CANTON, Ohio — Larry Fitzgerald walked into the Pro Football Hall of Fame on Friday as an enshrinee for the first time, and the place still got to him. The former Arizona Cardinals star entered the darkened bust room and saw Cris Carter immediately, then pulled out his phone to photograph Terrell Owens as he toured the bronze faces that define the sport’s inner circle.
“It hits you when you walk into that room,” Fitzgerald said. “It’s rarified air. It’s like walking into a room at 10,000 feet, you know?”
Fitzgerald was in Canton with Drew Brees, Luke Kuechly and Roger Craig for the Hall’s logistics visit ahead of induction week. The group, which did not include Adam Vinatieri, learned how long their speeches should last, what would happen during induction week and made final tailoring touches on their gold jackets. Hall employees and fans clapped when the four walked in the front door, and Fitzgerald was introduced as Pro Football Hall of Famer No. 385.
The visit carried extra weight because Fitzgerald had been inside that room before, but never as one of the 400 men honored there. He had toured it during Cardinals trips for the Hall of Fame Game and during induction ceremonies for Kurt Warner, Dwight Freeney and Jared Allen. This time, the bronze busts were no longer something he was passing through on the way to someone else’s night.
That shift was part of what made the morning feel different. Fitzgerald admired the sculptor’s work on long-haired players such as Troy Polamalu and Edgerrin James, and said his own bust will look like James’ by August. He had already received his Hall of Fame door knock from Randy Moss and was presented to the world as a Hall of Famer at NFL Honors, but the walk into that room made the honor feel immediate.

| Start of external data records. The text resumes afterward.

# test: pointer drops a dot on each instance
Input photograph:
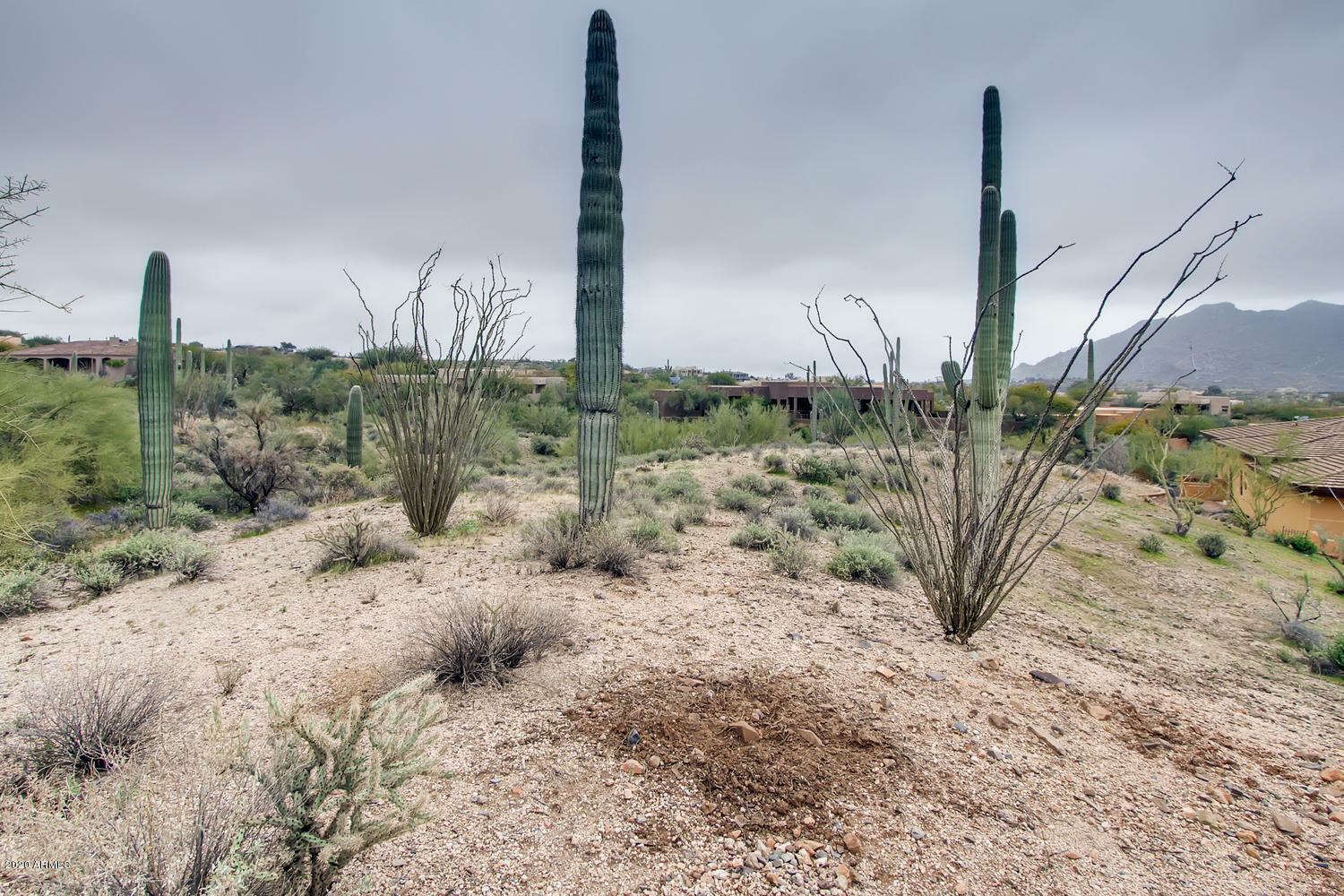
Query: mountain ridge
(1300, 347)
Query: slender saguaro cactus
(1089, 429)
(155, 382)
(599, 303)
(355, 427)
(995, 311)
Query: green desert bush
(865, 559)
(755, 536)
(812, 468)
(1298, 541)
(470, 641)
(789, 556)
(22, 591)
(1150, 543)
(1212, 544)
(832, 514)
(731, 498)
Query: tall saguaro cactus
(599, 303)
(995, 309)
(155, 382)
(355, 427)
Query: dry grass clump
(470, 641)
(358, 543)
(90, 720)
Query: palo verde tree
(970, 528)
(599, 303)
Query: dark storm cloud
(771, 151)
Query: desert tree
(433, 408)
(972, 527)
(18, 209)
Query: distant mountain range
(1301, 349)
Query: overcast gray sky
(771, 151)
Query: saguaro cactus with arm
(155, 383)
(599, 303)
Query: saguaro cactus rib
(599, 289)
(155, 376)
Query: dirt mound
(768, 750)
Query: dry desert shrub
(91, 719)
(470, 641)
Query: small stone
(1047, 739)
(745, 731)
(1287, 823)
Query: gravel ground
(792, 737)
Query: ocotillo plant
(155, 383)
(599, 303)
(355, 427)
(1089, 429)
(995, 306)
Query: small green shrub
(865, 559)
(755, 536)
(22, 591)
(1335, 651)
(796, 521)
(739, 500)
(1214, 544)
(556, 540)
(789, 556)
(1298, 541)
(1150, 543)
(811, 468)
(832, 514)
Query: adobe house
(792, 395)
(1311, 455)
(110, 358)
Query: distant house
(1309, 454)
(110, 358)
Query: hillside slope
(1298, 347)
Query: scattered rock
(1096, 711)
(1047, 739)
(745, 731)
(1287, 823)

Barbara Smith, a Canton resident who volunteers at the Hall and guides visitors through it, made the scene even more personal. Smith wore a Larry Fitzgerald shirt with his face on the front and No. 11 on the back, with the tops of the numerals covered by his hair. She met Fitzgerald in 2017 at a Starbucks in Florida while he was with his two oldest sons and asked for a picture. Fitzgerald looked at her Hall shirt and told her, “I’m going to need your help getting in there,” Smith recalled. “I told him, ‘I don’t think so, Larry.’”
Smith came back in 2021 hoping to see Fitzgerald when the Cardinals played in Cleveland, and she still wondered how he had slipped out of the game’s spotlight without a formal sendoff. “He never really announced his retirement, did he?” she said. For now, the answer is that the career ended in the cleanest way possible: not with noise, but with bronze, a gold jacket and a room full of nearly 400 men who already knew where he belonged. His actual induction ceremony comes in August, two days after his former team plays the Carolina Panthers in the Hall of Fame Game.